“In our country an approach to the Karabakh issue depends on whether a particular person likes the president,” political expert Suren Zolian tells “Hayots Ashkhar.” “If he trusts [the president], then that person believes everything is fine and sees only positive trends on the Karabakh front. If he doesn’t trust the president, then calls [Armenia’s] policy on Karabakh defeatist and disastrous.”
“Iravunk” continues to draw parallels between the situation existing in Armenia now and in the run-up to Levon Ter-Petrosian’s 1998 resignation. “Seven years ago the situation with crime was also drastically deteriorating. Seven years ago, the Karabakh problem was as acute as it is now. Against this background, a repeat of the February 1998 scenario is not at all unlikely.” The only question, according to the paper, is whether Armenia will have regime change or a mere “transfer of power.”
“Aravot” says that renewed opposition talk of an imminent “revolution” in Armenia is counterproductive for the opposition cause.

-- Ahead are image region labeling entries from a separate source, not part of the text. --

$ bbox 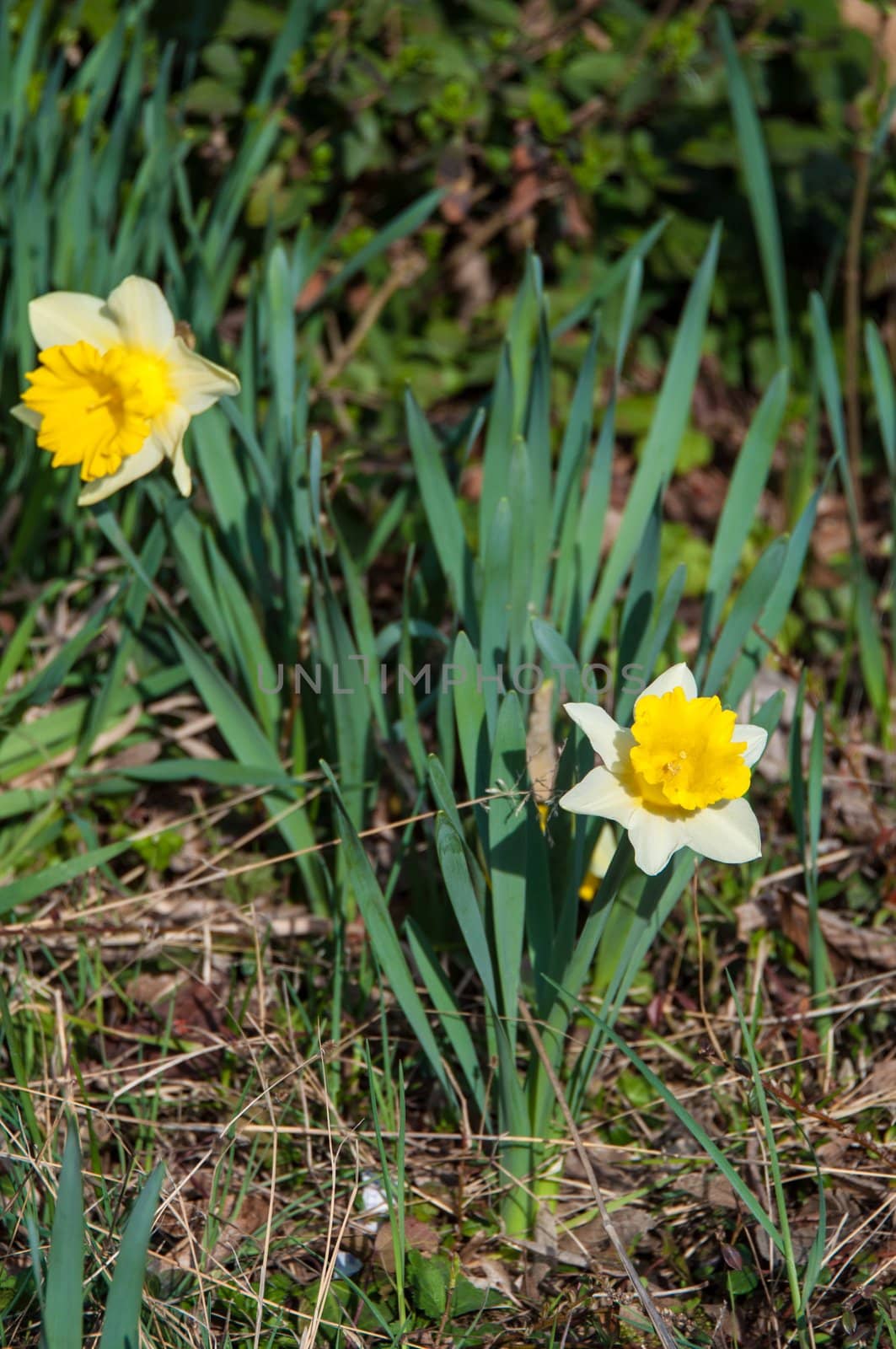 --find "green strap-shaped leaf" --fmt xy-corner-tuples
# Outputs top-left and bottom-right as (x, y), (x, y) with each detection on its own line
(695, 369), (788, 669)
(716, 13), (791, 366)
(321, 760), (453, 1098)
(580, 225), (719, 658)
(43, 1124), (83, 1349)
(99, 1162), (164, 1349)
(489, 693), (534, 1044)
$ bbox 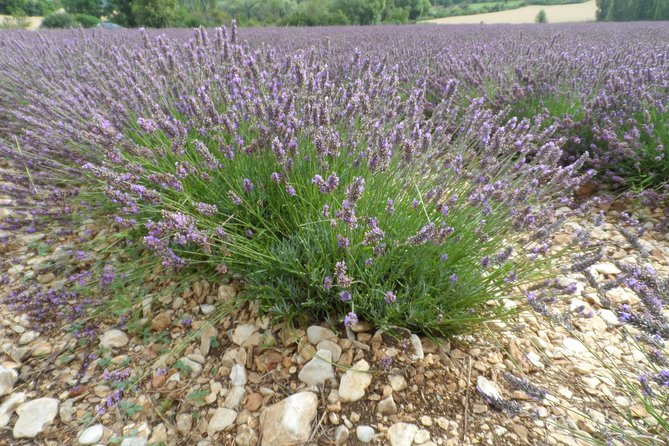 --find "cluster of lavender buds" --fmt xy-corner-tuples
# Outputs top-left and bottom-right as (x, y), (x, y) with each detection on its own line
(0, 26), (632, 335)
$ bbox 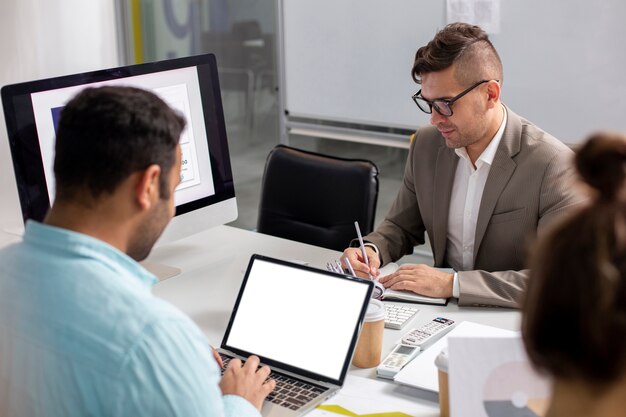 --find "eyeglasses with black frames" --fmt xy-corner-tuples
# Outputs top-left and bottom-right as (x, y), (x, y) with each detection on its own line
(411, 80), (500, 117)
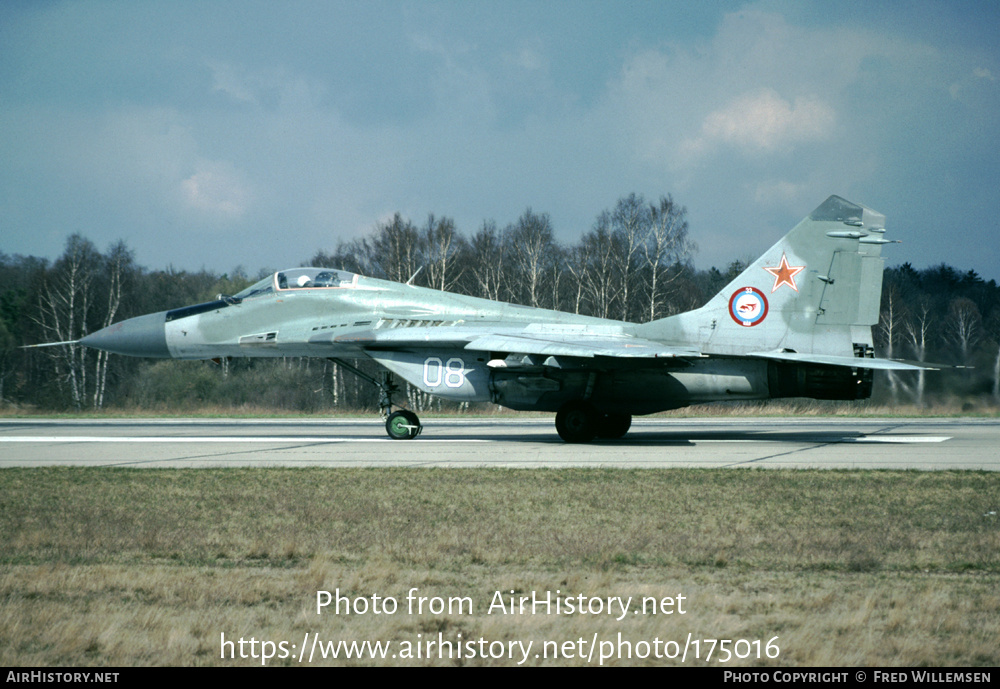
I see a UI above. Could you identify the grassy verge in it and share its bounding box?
[0,468,1000,666]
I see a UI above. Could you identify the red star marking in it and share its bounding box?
[764,252,806,294]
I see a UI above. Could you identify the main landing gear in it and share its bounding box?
[556,400,632,443]
[330,357,424,440]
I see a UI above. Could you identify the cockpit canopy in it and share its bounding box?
[234,268,358,300]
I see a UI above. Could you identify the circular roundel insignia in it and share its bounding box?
[729,287,767,328]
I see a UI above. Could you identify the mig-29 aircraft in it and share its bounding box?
[60,196,919,443]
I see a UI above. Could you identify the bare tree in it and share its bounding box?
[643,195,697,321]
[470,220,509,301]
[878,284,910,404]
[505,208,555,306]
[904,298,933,406]
[35,234,101,409]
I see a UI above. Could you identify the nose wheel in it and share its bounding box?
[385,409,423,440]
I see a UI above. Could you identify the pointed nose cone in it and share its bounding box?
[80,311,170,359]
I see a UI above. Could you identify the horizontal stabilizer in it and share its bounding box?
[21,340,80,349]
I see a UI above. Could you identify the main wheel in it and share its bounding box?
[385,409,423,440]
[597,413,632,440]
[556,401,600,443]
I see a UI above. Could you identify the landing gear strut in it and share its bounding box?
[385,409,423,440]
[330,357,424,440]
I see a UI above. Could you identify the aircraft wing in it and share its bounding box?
[747,352,942,371]
[309,325,701,359]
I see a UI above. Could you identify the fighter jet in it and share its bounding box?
[68,196,919,443]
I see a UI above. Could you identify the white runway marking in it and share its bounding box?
[0,435,489,445]
[842,435,951,443]
[0,435,951,444]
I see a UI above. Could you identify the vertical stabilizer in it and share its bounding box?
[638,196,890,356]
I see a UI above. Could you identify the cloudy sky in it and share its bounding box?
[0,0,1000,279]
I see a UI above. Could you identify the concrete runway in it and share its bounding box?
[0,418,1000,471]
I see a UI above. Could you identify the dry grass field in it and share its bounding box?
[0,468,1000,666]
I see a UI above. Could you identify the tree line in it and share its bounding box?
[0,194,1000,411]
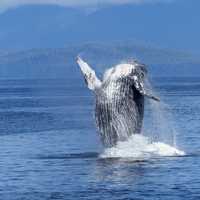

The paper says although most Armenians want real change in their country they still don’t see a political force capable of bringing it about.
“When current President Robert Kocharian insists that he will embark on an uncompromising fight against the shadow economy, many do not believe in his sincerity and they are right to do so,” writes “Haykakan Zhamanak.” “One of the reasons for the disbelief is the fact that it is now impossible to obtain information about the turnover, taxes and profits of a particular enterprise. The State Taxation Service refuses to provide such information on the grounds that it is not authorized to do that, while enterprises themselves refuse to disclose their figures, saying that they are a commercial secret.”
“Hayots Ashkhar” wonders why the U.S. dollar continues to weaken against the Armenian dram even now that it is rallying in international currency markets. “Doesn’t all of this once again prove that our domestic financial speculators are keeping the dollar’s value artificially low?” it asks.
“Yerkir” makes the point that Armenia must not leave in peace with its neighbors at the expense of its “national dignity.” “We all could go to more well-off countries and have better lives there. What is the point of preserving the Armenian state if we don’t have certain principles and goals?”